We Wonder

Marian Bantjes’ first monograph is a refreshingly honest visual history of the last ten years of her work as a graphic artist

Marian Bantjes’ first monograph is a refreshingly honest visual history of the last ten years of her work as a graphic artist…

It’s a bold decision to title a collection of your life’s work to date with what could be taken as a dismissive criticism of it.

But calling her new book Pretty Pictures, as suggested by the designer Rick Valicenti, captures perfectly the character of Marian Bantjes, who has both the confidence and wit to confront the slight head on – in shiny mirrored silver cover stock.

While Bantjes’ last book, I Wonder, was a treatise on the subjects of wonderment, ornamentation and memory, via her own design philosophy, this new publication contains just about all the work she has made during 2003-2012.
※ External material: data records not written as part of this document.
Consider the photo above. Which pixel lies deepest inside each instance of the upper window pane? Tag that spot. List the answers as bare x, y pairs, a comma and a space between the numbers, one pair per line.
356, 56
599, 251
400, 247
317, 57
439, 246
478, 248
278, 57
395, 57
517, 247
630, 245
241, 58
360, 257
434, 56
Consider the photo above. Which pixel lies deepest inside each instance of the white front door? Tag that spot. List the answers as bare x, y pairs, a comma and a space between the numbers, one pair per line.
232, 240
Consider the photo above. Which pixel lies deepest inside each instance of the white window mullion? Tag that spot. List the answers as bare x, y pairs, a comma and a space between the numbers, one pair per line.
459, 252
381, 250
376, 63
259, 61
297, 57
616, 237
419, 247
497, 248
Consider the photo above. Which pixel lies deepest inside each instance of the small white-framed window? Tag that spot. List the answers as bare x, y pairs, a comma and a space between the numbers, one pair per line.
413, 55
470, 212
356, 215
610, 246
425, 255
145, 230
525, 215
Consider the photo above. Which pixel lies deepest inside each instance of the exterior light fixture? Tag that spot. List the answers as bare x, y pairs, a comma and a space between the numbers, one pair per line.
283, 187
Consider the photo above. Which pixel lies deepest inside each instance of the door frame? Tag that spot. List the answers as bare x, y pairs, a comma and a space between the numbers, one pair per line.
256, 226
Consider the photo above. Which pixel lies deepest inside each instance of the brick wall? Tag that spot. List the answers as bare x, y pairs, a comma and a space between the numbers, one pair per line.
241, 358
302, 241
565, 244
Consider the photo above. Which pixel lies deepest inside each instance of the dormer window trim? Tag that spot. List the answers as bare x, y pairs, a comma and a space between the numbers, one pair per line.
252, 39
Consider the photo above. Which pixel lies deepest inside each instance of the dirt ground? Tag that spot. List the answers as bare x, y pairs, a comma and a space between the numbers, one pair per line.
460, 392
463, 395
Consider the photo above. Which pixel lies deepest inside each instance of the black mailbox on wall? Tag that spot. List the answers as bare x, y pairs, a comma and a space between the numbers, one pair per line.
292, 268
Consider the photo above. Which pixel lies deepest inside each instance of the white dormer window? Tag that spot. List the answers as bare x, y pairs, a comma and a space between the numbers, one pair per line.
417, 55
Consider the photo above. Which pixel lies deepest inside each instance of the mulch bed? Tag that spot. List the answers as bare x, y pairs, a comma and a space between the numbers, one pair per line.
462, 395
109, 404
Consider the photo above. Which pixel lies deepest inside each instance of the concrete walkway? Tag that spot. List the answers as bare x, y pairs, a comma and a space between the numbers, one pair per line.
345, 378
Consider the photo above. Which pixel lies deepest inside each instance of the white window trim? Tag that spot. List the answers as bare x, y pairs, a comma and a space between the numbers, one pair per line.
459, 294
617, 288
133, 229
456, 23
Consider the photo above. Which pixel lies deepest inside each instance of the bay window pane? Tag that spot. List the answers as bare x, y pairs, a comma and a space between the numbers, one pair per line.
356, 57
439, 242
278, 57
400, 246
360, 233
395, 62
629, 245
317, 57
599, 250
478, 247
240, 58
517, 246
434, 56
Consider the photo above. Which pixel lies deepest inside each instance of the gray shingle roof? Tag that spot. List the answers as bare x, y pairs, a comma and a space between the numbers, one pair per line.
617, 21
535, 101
It is chock-full of it – set out chronologically, covering everything from posters, magazines, installations, lettering, patterns and personal projects, even sketch work and rejected designs.

And rather than label simple captions to each project, bolstered with a brief chapter opener here and there, Bantjes has instead written in detail about each and every piece in the book; as if turning them over again to rediscover what they meant when they were first created, and what they might mean now.

Bantjes touches on her early creative years, starting out as a typesetter in 1983 before becoming a graphic designer a decade later, but it’s her most recent body of work, where she looks out for projects that she really wants to do as a graphic artist, which shows her distinctive approach to pattern, colour, lettering and wordplay really taking off.

As Rick Poynor suggests in his foreword, her career has been unique because of these two stages – and it is the later years of making work in everything from Illustrator, to pen and pencil; or ‘illuminating’ projects with gerbera petals, feathers, coral, even sugar, that gets its due here.

Just as the metallic cover reveals a surprise underneath, Bantjes’ book offers up plenty of her thinking behind how and why she does what she does. She has said the book is partly a way of explaining the processes that led to the work she is often asked about; so that she can move on.

While she does that, it would be wise to enjoy the fruits of her last ten years in the pages of this beautifully produced, highly personal book.

Pretty Pictures is published by Thames & Hudson; £42, thamesandhudson.com. More of Bantjes’ work at bantjes.com, @bantjes.